How do you solve Delete Characters to Make Fancy String on LeetCode?

Delete Characters to Make Fancy String (LeetCode #1957) can be solved using Brute Force or Optimal Solution. The optimal approach is Optimal Solution with O(n) time complexity and O(n) space complexity. Key insight: To maintain a fancy string, we only need to ensure that no character appears three times consecutively.

What is the brute force solution for Delete Characters to Make Fancy String?

The brute force approach for Delete Characters to Make Fancy String is Brute Force, with O(n²) time complexity and O(1) space complexity. The brute force approach involves checking every possible substring of the string and removing characters until no three consecutive characters are the same. This is straightforward but inefficient. The optimal Optimal Solution approach improves this to O(n).

What algorithm or data structure is used to solve Delete Characters to Make Fancy String?

Delete Characters to Make Fancy String uses the following concepts: String. The recommended patterns to study are: Two Pointers, Sliding Window.

What are the interview tips for Delete Characters to Make Fancy String?

Explain your thought process clearly as you work through the problem. Start with a brute-force solution to show your understanding before optimizing. Be mindful of edge cases, such as strings that are already fancy or consist of the same character.

What are common mistakes when solving Delete Characters to Make Fancy String?

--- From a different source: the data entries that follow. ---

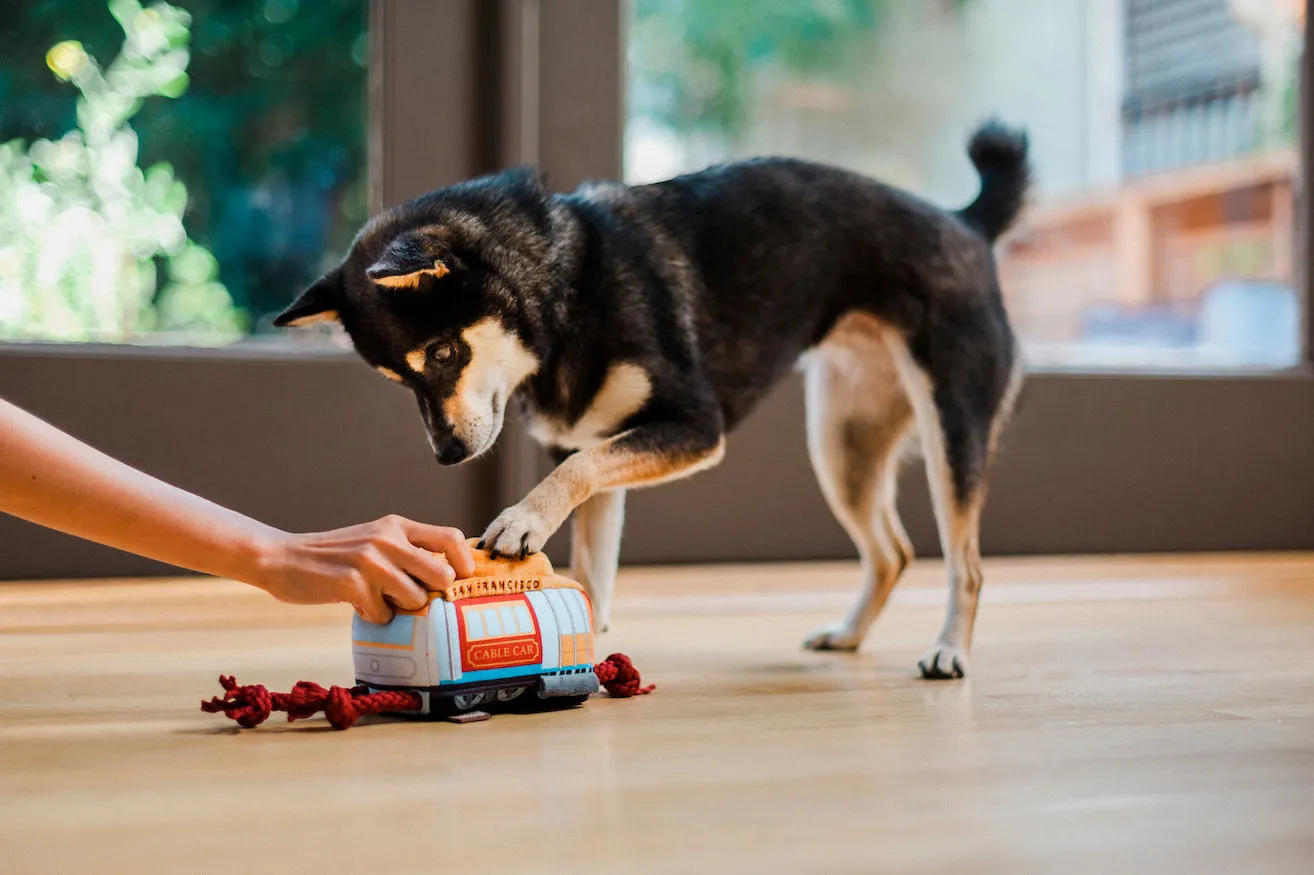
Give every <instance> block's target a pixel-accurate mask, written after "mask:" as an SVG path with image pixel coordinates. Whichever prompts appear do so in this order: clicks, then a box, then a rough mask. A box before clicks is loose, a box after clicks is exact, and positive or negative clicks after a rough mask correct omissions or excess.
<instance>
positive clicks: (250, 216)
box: [0, 0, 368, 346]
mask: <svg viewBox="0 0 1314 875" xmlns="http://www.w3.org/2000/svg"><path fill="white" fill-rule="evenodd" d="M367 3H368V0H315V3H313V4H311V3H305V1H300V0H176V3H173V4H166V3H154V4H151V3H147V4H145V5H143V4H141V3H138V0H109V1H108V3H106V1H105V0H42V1H41V3H25V4H11V7H12V8H11V9H9V12H8V16H9V17H8V18H7V21H5V28H4V29H3V32H0V339H3V340H96V342H129V343H142V342H145V343H187V344H204V346H215V344H225V343H230V342H233V340H237V339H240V338H244V336H251V335H269V334H272V331H273V330H272V326H271V319H272V315H273V314H276V313H277V311H279V310H280V309H281V306H284V305H285V303H286V302H288V301H289V300H290V298H292V296H293V294H294V293H296V292H297V290H298V288H300V286H301V285H302V284H305V282H309V281H310V280H313V279H314V277H315V276H318V275H319V273H321V272H322V271H323V269H325V267H326V265H327V264H328V263H331V261H332V260H334V259H335V256H339V255H340V254H342V252H344V251H346V248H347V246H348V244H350V242H351V238H352V235H353V234H355V231H356V229H357V227H359V226H360V223H361V222H364V219H365V209H367V193H365V179H367V173H365V131H367V125H365V91H367V60H368V58H367V49H368V41H367V38H365V14H367Z"/></svg>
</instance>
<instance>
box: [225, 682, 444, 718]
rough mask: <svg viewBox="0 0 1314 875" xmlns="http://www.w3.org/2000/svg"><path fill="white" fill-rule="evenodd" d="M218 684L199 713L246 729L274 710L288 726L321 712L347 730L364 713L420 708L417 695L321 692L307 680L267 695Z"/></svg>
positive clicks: (396, 693)
mask: <svg viewBox="0 0 1314 875" xmlns="http://www.w3.org/2000/svg"><path fill="white" fill-rule="evenodd" d="M219 684H221V686H222V687H223V698H222V699H221V698H219V696H214V698H213V699H210V700H209V702H202V703H201V711H205V712H206V713H218V712H221V711H222V712H223V713H225V715H227V716H229V717H231V719H233V720H237V723H238V725H239V727H246V728H247V729H251V728H252V727H258V725H260V724H261V723H264V721H265V720H267V719H268V717H269V713H272V712H275V711H286V712H288V723H292V721H293V720H301V719H302V717H310V716H313V715H315V713H319V712H321V711H323V712H325V716H326V717H328V725H331V727H332V728H334V729H348V728H350V727H351V724H353V723H356V720H357V719H359V717H361V716H364V715H367V713H397V712H399V711H419V709H420V708H423V707H424V703H423V700H422V699H420V696H419V694H418V692H398V691H390V690H385V691H381V692H369V691H368V690H365V687H328V688H327V690H325V688H323V687H321V686H319V684H318V683H311V682H310V681H298V682H297V686H294V687H292V692H269V691H268V690H265V688H264V687H263V686H260V684H259V683H252V684H250V686H244V687H239V686H238V682H237V681H235V679H234V678H231V677H229V675H219Z"/></svg>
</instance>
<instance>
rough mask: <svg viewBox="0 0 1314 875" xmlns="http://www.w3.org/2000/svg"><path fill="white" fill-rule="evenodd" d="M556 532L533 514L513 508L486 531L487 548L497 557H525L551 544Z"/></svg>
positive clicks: (524, 508)
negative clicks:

Not resetting the count correctly when encountering a different character. Overcomplicating the logic by trying to manipulate substrings instead of building the result directly.

#1957

Delete Characters to Make Fancy String

Easy

StringTwo PointersSliding Window

LeetCode ↗

Approaches

Brute ForceOptimal

Complexity Comparison

	Brute Force	Optimal Solution★
Time	O(n²)	O(n)
Space	O(1)	O(n)

💡

Intuition

Time O(n)Space O(n)

The optimal approach uses a single pass through the string while keeping track of consecutive characters. This allows us to build the result string efficiently without unnecessary checks.

⚙️

Algorithm

4 steps

1Step 1: Initialize an empty result string and a count variable.
2Step 2: Iterate through each character of the input string.
3Step 3: For each character, check if it is the same as the last character added to the result. If it is, increase the count; otherwise, reset the count.
4Step 4: If the count is less than 3, append the character to the result.

solution.py11 lines

1def makeFancyString(s):
2    result = ''
3    count = 1
4    for i in range(len(s)):
5        if i > 0 and s[i] == s[i - 1]:
6            count += 1
7        else:
8            count = 1
9        if count < 3:
10            result += s[i]
11    return result

ℹ

Complexity note: The time complexity is O(n) because we only make a single pass through the string, and the space complexity is O(n) due to the storage of the result string.

1To maintain a fancy string, we only need to ensure that no character appears three times consecutively.
2Using a single pass through the string is more efficient than checking all substrings.

Solutions and explanations are original Tejav content. Problem titles © LeetCode — use the LeetCode button above for the full problem statement.